When we speak of gender taboos in the USA, Latin@, or Latin American culture, or taboos within any one of our cultures in general, let us not, as academicians, assume a lily white and pristine innocence because of an M.A. or Ph.D. after our names. The "P" in Ph.D. may well stand for "prejudice." Let us address the taboos that are "ours" and which are more harmful in real ways and practical ways than those of Jesse Helms. Jesse Helms can be fought openly through ballots, political campaigns, and organized movements of opposition. He is open about his taboos. But the taboos engendered in our men, in our women, as Latin@ or Latin American academicians or scholars of any Minority group do us far more harm on a daily basis as Latina Lesbian writers and academicians.
I want to suggest to the readers that taboos are not something foreign to "intellectuals" reading this piece or attending the MLA. On the contrary, the taboos within academia are probably more harmful to Lesbian women than those associated with mountaineer men in Kentucky or low class white "Americans."

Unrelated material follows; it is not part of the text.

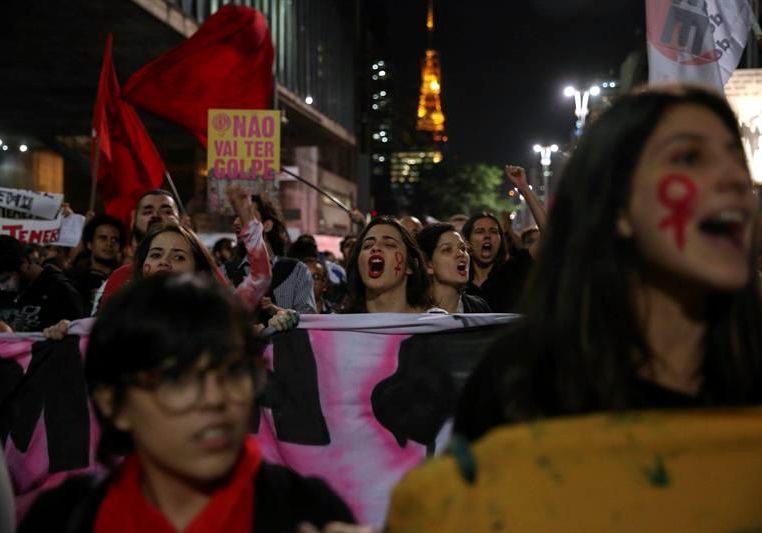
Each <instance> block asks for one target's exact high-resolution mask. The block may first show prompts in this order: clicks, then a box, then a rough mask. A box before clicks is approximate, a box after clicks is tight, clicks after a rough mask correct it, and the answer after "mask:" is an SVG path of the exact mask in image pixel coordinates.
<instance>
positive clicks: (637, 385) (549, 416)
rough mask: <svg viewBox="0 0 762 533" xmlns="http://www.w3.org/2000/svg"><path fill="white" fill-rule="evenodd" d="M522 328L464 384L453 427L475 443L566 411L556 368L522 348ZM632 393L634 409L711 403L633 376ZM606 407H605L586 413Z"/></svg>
mask: <svg viewBox="0 0 762 533" xmlns="http://www.w3.org/2000/svg"><path fill="white" fill-rule="evenodd" d="M517 330H518V328H516V329H511V330H509V332H508V333H507V334H506V335H505V336H504V337H502V338H501V339H500V340H499V341H498V342H497V343H496V344H495V346H494V347H493V348H492V349H491V350H490V351H489V352H488V353H487V355H486V356H485V357H484V359H482V360H481V362H480V363H479V364H478V365H477V367H476V369H475V370H474V372H473V373H472V374H471V376H470V377H469V379H468V381H467V382H466V385H465V386H464V387H463V391H462V392H461V395H460V399H459V402H458V408H457V411H456V415H455V424H454V427H453V431H454V432H455V433H458V434H460V435H462V436H464V437H466V438H467V439H468V440H470V441H474V440H477V439H479V438H480V437H482V436H483V435H484V434H485V433H487V432H488V431H490V430H491V429H493V428H495V427H497V426H501V425H504V424H512V423H521V422H526V421H529V420H533V419H540V418H552V417H555V416H565V415H567V413H566V410H565V409H564V408H563V407H562V406H561V405H560V404H559V402H558V400H557V399H556V398H555V396H556V395H555V386H556V385H555V384H554V375H553V372H552V371H550V370H548V368H545V367H543V366H541V365H540V364H538V363H537V361H536V360H533V359H532V358H531V356H529V355H527V354H526V353H525V352H524V351H523V350H522V339H521V333H520V331H517ZM628 393H629V396H628V398H629V400H628V402H629V404H628V405H627V409H632V410H647V409H671V408H697V407H702V406H706V405H708V403H707V398H706V397H705V396H704V395H702V394H699V395H698V396H690V395H687V394H683V393H681V392H678V391H675V390H672V389H667V388H665V387H662V386H661V385H659V384H657V383H653V382H651V381H647V380H645V379H641V378H639V377H633V378H632V380H631V381H630V385H629V387H628ZM605 410H606V408H605V407H604V406H601V408H600V409H595V408H591V409H590V410H588V411H587V412H601V411H605ZM580 414H581V413H580Z"/></svg>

I do not wish anyone to think that I am a saint and that people project on me their insecurities and that is how I deal with life. But, unlike some of these people, I have spent countless hours in introspection, alone and in therapy. I am very happy with who I am, but that took years of pain, suicidal thoughts, tears, panic attacks, and insecurities to develop. I have dealt with many of my problems as a Lesbian, as an abused child, and as an anorexic teenager. I am, indeed, not perfect, but I am happy with who I am. And, if maintaining my happiness and the happiness I can bring to others through my voice and writings means that I will be the object of persecution, banned, ignored and left out, I am willing to pay that price.
Listening to or reading about Lesbian writers and their works does not make anyone of us less fearful of taboos, crossing gender lines or trespassing male/female hierarchies. On the contrary, I have felt more acceptance of my voice, writings and Self while working in jails for youths, cultural centers in barrios, or teaching Appalachian university students. Perhaps, in the midst of this essay, we should start questioning ourselves as to whose taboos we are talking about or referring to. I, for one, can say that our taboos in academia have provoked more emotional and career harm to me than those held by what we, as academicians, call the "others"-"theirs"-the street people, the illiterate, the white trash, youths in jails.